Pada Rabu (19/3/2025), KPK telah memeriksa advokat Rasamala Aritonang, mantan rekan Febri dalam pendampingan kasus SYL. Setelah pemeriksaan, penyidik KPK menggeledah kantor Visi Law Office di Jl. Metro Pondok Indah SG-26, Jakarta Selatan, dan menemukan sejumlah dokumen serta barang bukti elektronik (BEE).

Febri membantah bahwa pembayaran kontrak jasa hukum dari SYL berasal dari uang hasil korupsi. Ia menegaskan bahwa dana yang diterima berasal dari kantong pribadi kliennya, sebagaimana telah disampaikan dalam persidangan SYL.
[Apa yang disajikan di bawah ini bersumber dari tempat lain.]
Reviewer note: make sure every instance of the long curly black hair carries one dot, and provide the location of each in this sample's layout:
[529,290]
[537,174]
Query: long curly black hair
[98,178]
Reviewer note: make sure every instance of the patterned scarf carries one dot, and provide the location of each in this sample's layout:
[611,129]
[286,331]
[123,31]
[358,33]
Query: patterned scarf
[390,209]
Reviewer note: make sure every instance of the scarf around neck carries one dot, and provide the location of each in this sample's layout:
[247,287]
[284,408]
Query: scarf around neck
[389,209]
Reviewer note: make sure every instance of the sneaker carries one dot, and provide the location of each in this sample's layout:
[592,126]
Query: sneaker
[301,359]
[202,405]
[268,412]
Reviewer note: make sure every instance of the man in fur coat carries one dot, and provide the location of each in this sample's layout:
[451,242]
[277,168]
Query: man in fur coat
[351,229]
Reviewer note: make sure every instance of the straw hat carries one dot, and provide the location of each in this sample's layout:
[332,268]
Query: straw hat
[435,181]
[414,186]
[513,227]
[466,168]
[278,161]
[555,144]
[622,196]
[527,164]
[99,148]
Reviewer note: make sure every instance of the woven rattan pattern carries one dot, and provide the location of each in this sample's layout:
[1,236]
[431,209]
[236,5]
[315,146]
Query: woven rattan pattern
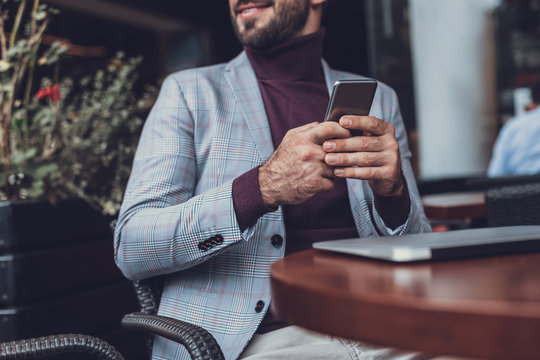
[58,345]
[513,205]
[200,343]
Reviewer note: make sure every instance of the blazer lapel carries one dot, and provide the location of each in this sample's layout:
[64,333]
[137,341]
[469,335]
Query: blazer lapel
[243,83]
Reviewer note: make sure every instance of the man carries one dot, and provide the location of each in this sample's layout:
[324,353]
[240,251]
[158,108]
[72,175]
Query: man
[234,169]
[517,149]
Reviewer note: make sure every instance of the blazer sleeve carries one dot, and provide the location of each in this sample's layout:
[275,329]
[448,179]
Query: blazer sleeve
[164,225]
[416,221]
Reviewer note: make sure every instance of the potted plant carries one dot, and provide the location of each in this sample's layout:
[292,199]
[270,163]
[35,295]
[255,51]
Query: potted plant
[66,147]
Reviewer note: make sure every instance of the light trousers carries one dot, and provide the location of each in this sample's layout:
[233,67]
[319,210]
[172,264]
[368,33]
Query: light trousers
[293,342]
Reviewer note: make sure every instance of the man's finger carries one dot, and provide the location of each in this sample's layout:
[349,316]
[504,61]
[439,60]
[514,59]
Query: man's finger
[359,159]
[357,143]
[370,124]
[364,173]
[327,130]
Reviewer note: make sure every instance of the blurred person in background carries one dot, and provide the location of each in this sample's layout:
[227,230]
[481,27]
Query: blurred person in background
[517,148]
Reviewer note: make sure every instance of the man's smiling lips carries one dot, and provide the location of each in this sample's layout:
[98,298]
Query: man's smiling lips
[251,9]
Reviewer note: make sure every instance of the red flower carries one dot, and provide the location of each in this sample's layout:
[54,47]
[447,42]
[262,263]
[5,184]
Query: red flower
[52,92]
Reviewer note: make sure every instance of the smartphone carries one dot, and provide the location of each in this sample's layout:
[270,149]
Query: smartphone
[351,97]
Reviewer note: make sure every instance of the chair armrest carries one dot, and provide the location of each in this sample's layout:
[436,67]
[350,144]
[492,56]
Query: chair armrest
[58,345]
[200,344]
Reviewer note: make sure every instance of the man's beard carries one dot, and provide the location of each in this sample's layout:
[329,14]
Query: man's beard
[287,22]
“Sudah jelas dalam proses persidangan Pak SYL beberapa waktu lalu bahwa seluruh klien saya saat itu menegaskan dana yang mereka berikan berasal dari kantong pribadi. Dana yang diberikan pada tahap penyelidikan merupakan iuran mereka bertiga dari dana pribadi,” ujar Febri di Pengadilan Tipikor, PN Jakarta Pusat, Jumat (21/3/2025).